Darkframe / Dunkelbild
640×480, 7.882 Bytes
Summiertes Dunkelbild

Wir brauchen also noch mal das exakt gleiche ´verrauschte Streifenmuster´, jedoch ohne Sterne, Geister oder sonstige Inhalte. Nur das pure FPN, das wir von jeder Einzelaufnahme vor der fortlaufenden Addition abziehen können. Selbstverständlich muß auch so ein Dunkelbild zur Unterdrückung des statistischen Rauschanteils gemittelt - sprich - aufaddiert werden. Je mehr Additionen, desto besser!

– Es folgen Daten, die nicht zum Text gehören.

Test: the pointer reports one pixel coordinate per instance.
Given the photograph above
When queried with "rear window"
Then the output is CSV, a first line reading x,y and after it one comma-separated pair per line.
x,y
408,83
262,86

Die einfachste und zugleich mit Abstand eleganteste Methode besteht darin, bei ´nicht-astrotauglichem´ Wetter eine Bibliothek von Darks anzulegen, jeweils mit gleichen Kameraparametern und Umgebungstemperaturen. Damit aus den Darks möglichst wenig zusätzliches Rauschen in die Aufnahme eingebracht wird, sollte die Anzahl der aufsummierten Einzelbilder des Darks die der ´produktiven´ Aufnahme mindestens um das 4-fache übersteigen, in diesem Beispiel sind also mindestens 1.024 Dunkelbilder zu addieren.
 
Summenbild mit Dunkelbildabzug
640×480, 4.072 Bytes
Aufgehelltes Summenbild nach Dunkelbildabzug

Die Folgen für das Summenbild sind einigermaßen dramatisch, wenn man vor jeder Addition das gemittelte und natürlich skalierte Dunkelbild abzieht. Erstens verschwindet der helle Hintergrund, der ja nur ein Überbleibsel des gemittelten Rauschens mit dem ´Helligkeitsoffset´ Dunkelstrom darstellt. Und zweitens verschwindet das ´FPN-Streifenmuster´ mit seinem Rauschanteil fast vollständig. Und ganz nebenbei wird noch ein eventuell auftretender Farbfehler ausgeglichen, und vor allem der Kontrast des immer noch unbehandelten Summenbilds beträchtlich gesteigert.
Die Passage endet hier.